The urgent need to accelerate synthetic data privacy frameworks for medical research.

Journal: The Lancet. Digital health
PMID:

Abstract

Synthetic data, generated through artificial intelligence technologies such as generative adversarial networks and latent diffusion models, maintain aggregate patterns and relationships present in the real data the technologies were trained on without exposing individual identities, thereby mitigating re-identification risks. This approach has been gaining traction in biomedical research because of its ability to preserve privacy and enable dataset sharing between organisations. Although the use of synthetic data has become widespread in other domains, such as finance and high-energy physics, use in medical research raises novel issues. The use of synthetic data as a method of preserving the privacy of data used to train models requires that the data are high fidelity with the original data to preserve utility, but must be sufficiently different as to protect against adversarial or accidental re-identification. There is a need for the development of standards for synthetic data generation and consensus standards for its evaluation.
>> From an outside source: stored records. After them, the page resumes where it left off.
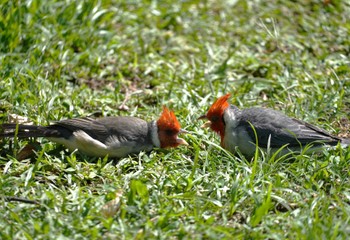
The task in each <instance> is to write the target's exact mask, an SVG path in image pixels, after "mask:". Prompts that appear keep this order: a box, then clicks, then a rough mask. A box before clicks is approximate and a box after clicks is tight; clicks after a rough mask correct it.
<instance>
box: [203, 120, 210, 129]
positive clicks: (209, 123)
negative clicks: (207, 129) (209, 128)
mask: <svg viewBox="0 0 350 240" xmlns="http://www.w3.org/2000/svg"><path fill="white" fill-rule="evenodd" d="M210 126H211V122H210V121H208V122H205V123H204V124H203V125H202V126H201V128H209V127H210Z"/></svg>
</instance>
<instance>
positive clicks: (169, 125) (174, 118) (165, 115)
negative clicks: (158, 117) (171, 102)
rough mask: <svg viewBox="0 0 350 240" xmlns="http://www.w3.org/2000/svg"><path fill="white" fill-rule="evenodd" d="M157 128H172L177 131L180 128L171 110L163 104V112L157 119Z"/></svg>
mask: <svg viewBox="0 0 350 240" xmlns="http://www.w3.org/2000/svg"><path fill="white" fill-rule="evenodd" d="M157 125H158V128H161V129H167V130H173V131H177V132H179V131H180V129H181V126H180V123H179V121H178V120H177V118H176V116H175V114H174V112H173V111H170V110H169V109H168V108H167V107H165V106H163V112H162V115H161V116H160V118H159V119H158V121H157Z"/></svg>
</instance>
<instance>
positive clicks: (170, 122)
mask: <svg viewBox="0 0 350 240" xmlns="http://www.w3.org/2000/svg"><path fill="white" fill-rule="evenodd" d="M157 127H158V137H159V141H160V147H161V148H167V147H177V146H179V145H188V143H187V142H186V141H185V140H184V139H182V138H179V137H178V134H179V133H187V131H185V130H183V129H181V126H180V123H179V121H177V119H176V116H175V114H174V112H172V111H170V110H169V109H168V108H166V107H165V106H164V107H163V112H162V115H161V116H160V118H159V119H158V121H157Z"/></svg>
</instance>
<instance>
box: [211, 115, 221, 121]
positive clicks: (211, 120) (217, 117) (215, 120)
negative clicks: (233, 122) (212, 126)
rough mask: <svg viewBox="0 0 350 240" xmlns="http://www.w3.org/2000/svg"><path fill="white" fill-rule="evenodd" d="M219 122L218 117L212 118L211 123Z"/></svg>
mask: <svg viewBox="0 0 350 240" xmlns="http://www.w3.org/2000/svg"><path fill="white" fill-rule="evenodd" d="M218 120H219V117H218V116H213V117H211V118H210V121H211V122H217V121H218Z"/></svg>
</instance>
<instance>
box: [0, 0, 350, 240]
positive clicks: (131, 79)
mask: <svg viewBox="0 0 350 240" xmlns="http://www.w3.org/2000/svg"><path fill="white" fill-rule="evenodd" d="M127 2H128V3H127ZM324 2H327V1H324ZM0 9H1V10H0V118H1V121H2V122H6V121H7V117H8V115H9V114H17V115H19V116H26V117H28V118H29V119H30V120H31V121H33V122H34V123H35V124H49V122H51V121H55V120H60V119H66V118H72V117H80V116H88V115H95V116H101V115H102V116H112V115H132V116H137V117H140V118H143V119H145V120H152V119H157V118H158V116H159V114H160V112H161V109H162V105H166V106H168V107H170V108H172V109H173V110H174V111H175V113H176V115H177V117H178V119H179V121H180V122H181V124H182V126H183V127H184V128H185V129H187V130H189V131H191V132H192V135H188V136H185V139H186V140H187V141H188V142H189V143H190V146H189V147H187V148H186V147H180V148H177V149H170V150H154V151H152V152H151V153H147V154H146V153H140V154H139V155H138V156H133V157H128V158H123V159H120V160H109V159H98V158H87V157H84V156H82V155H80V154H78V153H69V152H68V151H66V150H65V149H64V148H62V147H59V146H57V145H55V144H53V143H50V142H48V141H47V140H44V139H39V140H38V141H40V142H41V143H42V144H41V148H37V152H36V156H35V157H33V158H31V159H25V160H18V159H17V158H16V156H17V155H16V154H17V153H18V152H19V150H20V149H21V147H23V146H25V145H26V143H27V142H28V141H26V140H23V141H22V140H21V141H14V142H9V141H8V140H4V141H2V142H0V147H1V156H0V171H1V177H0V192H1V195H4V196H10V197H21V198H25V199H30V200H35V201H38V202H39V203H40V204H39V205H35V204H28V203H21V202H17V201H5V199H1V200H0V201H1V208H0V215H1V218H0V238H1V239H58V238H59V237H60V238H62V239H85V238H86V239H95V238H98V239H100V238H104V239H131V238H132V239H152V238H153V239H167V238H173V239H202V238H203V239H223V238H224V239H225V238H226V239H243V238H244V239H347V238H349V236H350V175H349V172H350V150H349V148H347V149H341V148H337V149H335V150H325V151H324V152H323V153H322V154H319V155H311V156H303V155H300V156H296V157H295V158H294V159H290V158H288V157H285V158H269V157H264V156H263V155H262V156H261V154H259V156H260V158H259V159H257V161H253V162H249V161H246V160H245V159H241V158H238V157H234V156H232V155H231V154H229V153H227V152H225V151H224V150H223V149H221V148H220V147H219V146H218V145H219V138H218V136H215V134H213V133H212V132H207V131H204V130H203V129H201V128H200V125H201V123H200V122H197V121H196V118H197V117H199V116H200V115H202V114H204V113H205V112H206V111H207V110H208V107H209V105H210V104H211V103H212V102H213V101H214V99H216V98H217V97H218V96H221V95H223V94H225V93H227V92H230V93H231V94H232V96H233V97H232V100H231V101H232V103H233V104H236V105H237V106H239V107H242V108H243V107H251V106H265V107H270V108H274V109H278V110H281V111H283V112H285V113H286V114H288V115H290V116H293V117H297V118H300V119H304V120H306V121H308V122H310V123H314V124H317V125H319V126H321V127H323V128H325V129H327V130H329V131H330V132H332V133H334V134H345V135H347V134H349V127H347V126H346V124H347V123H348V122H349V115H350V74H349V73H350V60H349V56H350V49H349V46H350V38H349V35H350V4H349V2H348V1H340V0H331V1H330V3H329V4H325V3H323V1H318V0H301V1H297V2H294V1H277V0H275V1H240V0H238V1H229V0H227V1H223V0H222V1H211V0H208V1H199V0H198V1H196V0H192V1H159V2H158V1H143V0H135V1H117V0H115V1H112V0H110V1H93V0H86V1H70V0H67V1H40V0H31V1H29V0H28V1H12V0H11V1H6V0H4V1H2V2H1V3H0ZM126 95H129V96H130V98H129V99H128V100H127V101H126V106H127V107H128V108H129V110H128V111H123V110H121V109H120V105H121V103H122V102H123V101H124V100H125V98H126ZM117 192H119V193H121V192H122V193H121V196H120V198H118V199H117V200H120V207H119V210H118V211H117V212H116V213H115V214H112V215H111V217H106V216H105V215H104V214H103V213H102V210H101V209H102V207H103V206H104V205H105V204H107V203H108V201H110V200H113V199H114V198H115V195H116V193H117Z"/></svg>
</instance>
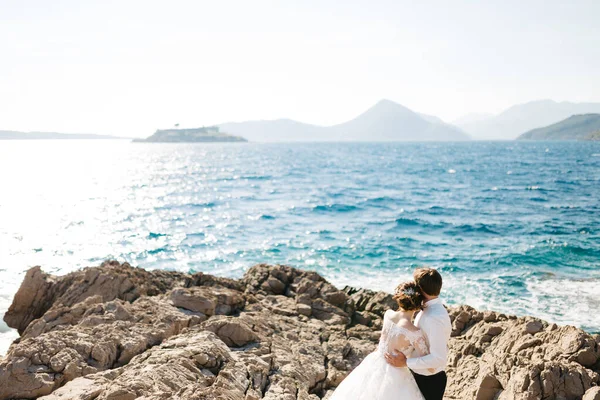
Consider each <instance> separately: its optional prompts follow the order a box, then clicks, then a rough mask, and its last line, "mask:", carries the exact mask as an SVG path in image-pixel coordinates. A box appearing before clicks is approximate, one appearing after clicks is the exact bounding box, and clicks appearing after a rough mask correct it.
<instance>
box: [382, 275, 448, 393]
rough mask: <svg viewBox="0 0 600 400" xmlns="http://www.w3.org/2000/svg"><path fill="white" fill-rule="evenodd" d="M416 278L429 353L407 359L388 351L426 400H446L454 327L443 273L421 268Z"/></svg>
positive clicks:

As synthetic data applications expand, ongoing legal and ethical evaluations are crucial to ensure that they remain a secure and effective tool for advancing medical research without compromising individual privacy.

Authors

  • Anmol Arora
    School of Clinical Medicine, University of Cambridge, Cambridge, UK.
  • Siegfried Karl Wagner
    NIHR Biomedical Research Centre, Moorfields Eye Hospital NHS Foundation Trust, London, UK; Institute of Ophthalmology, University College London, London, UK.
  • Robin Carpenter
    King's College London, London, UK.
  • Rajesh Jena
    Health Intelligence, Microsoft Research, Cambridge, United Kingdom.
  • Pearse A Keane
    National Institute for Health Research Biomedical Research Centre for Ophthalmology, Moorfields Eye Hospital NHS Foundation Trust and UCL Institute of Ophthalmology, London, UK.